Regalo de carnaval

En Madrid no hay espíritu de carnaval. Es normal, en Moscú tampoco celebran el frío. Cuando para salir a la calle cada día es necesario asir una máscara al rostro magullado que dejan las noches de desasosiego, las largas jornadas actuando como miembros inanimados de una inmensa catenaria, nada tiene de especial esta conmemoración del disfraz, este juego de identidades desdobladas que, al menos en la capital, es carne de lunes, de cualquier lunes del año, me refiero.

En el curso de escritura y edición al que asisto puntualmente, siempre que me viene bien, mujeres de más de cincuenta años guglean a última hora, con la desesperación de quien no ha estudiado lo suficiente para un examen, el nombre del conferenciante. Una de ellas tiene excusa para no haber hecho los deberes: su hija, de casi treinta, ha regresado a casa repleta de cajas. “Ha traído hasta las bragas”, comenta en tono jocoso, mientras su compañera da un último repaso a los apuntes. “Si ya le había comprado yo unas último modelo: transpirables y todo”, le faltó decir mientras removía los cabellos en deje claramente setentero.

Qué difícil es atraer la atención de las jóvenes madrileñas. Siempre hay un perro que se cruza por el camino. O un bebé dando sus primeros pasos –o interpretando tal cosa, que ya no me creo nada. O una bella vista del sur de la ciudad, con el Manzanares adquiriendo una entidad simbólica muy superior a la que su cauce y caudal le otorgan. Ahora lo tengo claro, la principal función de las discotecas es dejar apartados todos estos estímulos sensoriales, reducir toda posibilidad de ocio a la ingesta de alcohol, los bailes sensuales y a esos tíos que, en ausencia de mascotas o niños pequeños, hasta pueden dar algo de juego.

En la literatura hay mucho de convención, nos cuenta el autor que viene a enseñarnos a escribir: la puntuación, la existencia de un narrador, la estructura en tres actos, la raya que encabeza los diálogos,… Todo es una convención, pura contingencia que coarta la libertad creadora. Ahora bien, reconoce que él mismo terminó imponiéndole una estructura a su novela, temeroso de que, en el diálogo con el lector, este abandonara la conversación y encendiera la tablet para ver vídeos en YouTube. Entonces, me pregunto, si la literatura tiene que seguir siendo un acto de comunicación, la génesis de una emoción, el escenario donde convergen el pensamiento abstracto del escritor con el devenir cotidiano del lector, honestamente, no sé de qué estaremos escribiendo dentro de un par de lustros, cuando la empatía sea una síntesis química a tomar solo en pequeñas dosis y previa consulta al farmacéutico.

De casualidad me topé con el cine Palafox.

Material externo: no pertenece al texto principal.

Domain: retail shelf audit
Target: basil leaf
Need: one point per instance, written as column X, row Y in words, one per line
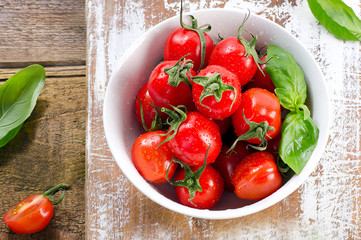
column 287, row 77
column 299, row 139
column 338, row 18
column 18, row 97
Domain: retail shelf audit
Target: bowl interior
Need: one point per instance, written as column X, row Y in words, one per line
column 122, row 128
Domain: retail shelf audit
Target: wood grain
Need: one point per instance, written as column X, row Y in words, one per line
column 320, row 209
column 48, row 150
column 44, row 32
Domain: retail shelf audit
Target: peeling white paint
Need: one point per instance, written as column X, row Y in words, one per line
column 327, row 205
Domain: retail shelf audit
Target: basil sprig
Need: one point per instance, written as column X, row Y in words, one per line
column 338, row 18
column 299, row 132
column 18, row 97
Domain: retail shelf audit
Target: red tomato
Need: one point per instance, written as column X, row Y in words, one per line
column 183, row 41
column 274, row 145
column 30, row 215
column 149, row 113
column 194, row 136
column 33, row 213
column 163, row 94
column 224, row 125
column 256, row 176
column 230, row 53
column 212, row 189
column 219, row 94
column 258, row 105
column 152, row 160
column 226, row 163
column 262, row 80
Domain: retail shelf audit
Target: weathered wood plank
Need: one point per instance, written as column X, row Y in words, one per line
column 44, row 32
column 323, row 207
column 60, row 71
column 48, row 150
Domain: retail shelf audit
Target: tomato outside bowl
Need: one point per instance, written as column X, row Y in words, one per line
column 133, row 70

No esperaba encontrarlo deambulando por la Calle Luchana, camino de una cita casi improvisada. Supongo que verlo apurando su último aliento fue una especie de homenaje a la sala de toda la vida, a su sabor añejo y al olor a perfume que dejara, hace muchos años, una mujer enamorada de Humphrey Bogart, Paul Newman o Robert Redford. Y es que, por entonces, la ingenuidad alcanzaba tan saludables cuotas, que nadie estaba seguro de que, como sucede en la Rosa Púrpura del Cairo, los actores no fueran a traspasar la pantalla.

En este viaje quería haber disfrutado tranquilamente de la exposición Pessoa/Lisboa en el -1 del Círculo de Bellas Artes; deseo que se me vetara el lunes, por ser lunes, y el martes, por ser martes y, principalmente, temprano –no abrían hasta las once. Sin embargo, perseguí su realización hasta el punto de tener que disfrutarla con el reloj en la mano y llegar, a pesar de todo, apurado a la estación. Pero mereció la pena. Pessoa, mejor que nadie, supo darle, y al mismo tiempo quitarle, sentido a mis visitas periódicas a Madrid, a mis paseos por Lavapiés, Gran Vía o Chamberí, recordándome, desde la estación de Santa Apolonia, que todos los lugares son el mismo lugar y que, en cierta medida, todos estamos condenados a regresar, en tren o tranvía, a la ciudad con ganas de cenar. Que mañana –y cito textualmente las palabras de Bernardo Soares en el libro del Desasosiego– también yo –el alma que siente y piensa, el universo que soy para mí mismo–, mañana, sí, yo también seré el que dejó de pasear por estas calles, aquel a quien otros evocarán con un “¿qué habrá sido de él?” Y todo cuanto hago, todo cuanto siento, todo cuanto vivo, no será más que un transeúnte de menos en la cotidianidad de las calles de una ciudad cualquiera.

Es martes de carnaval. Qué mejor ocasión para deambular por Madrid y recordar a Pessoa con su disfraz de transeúnte.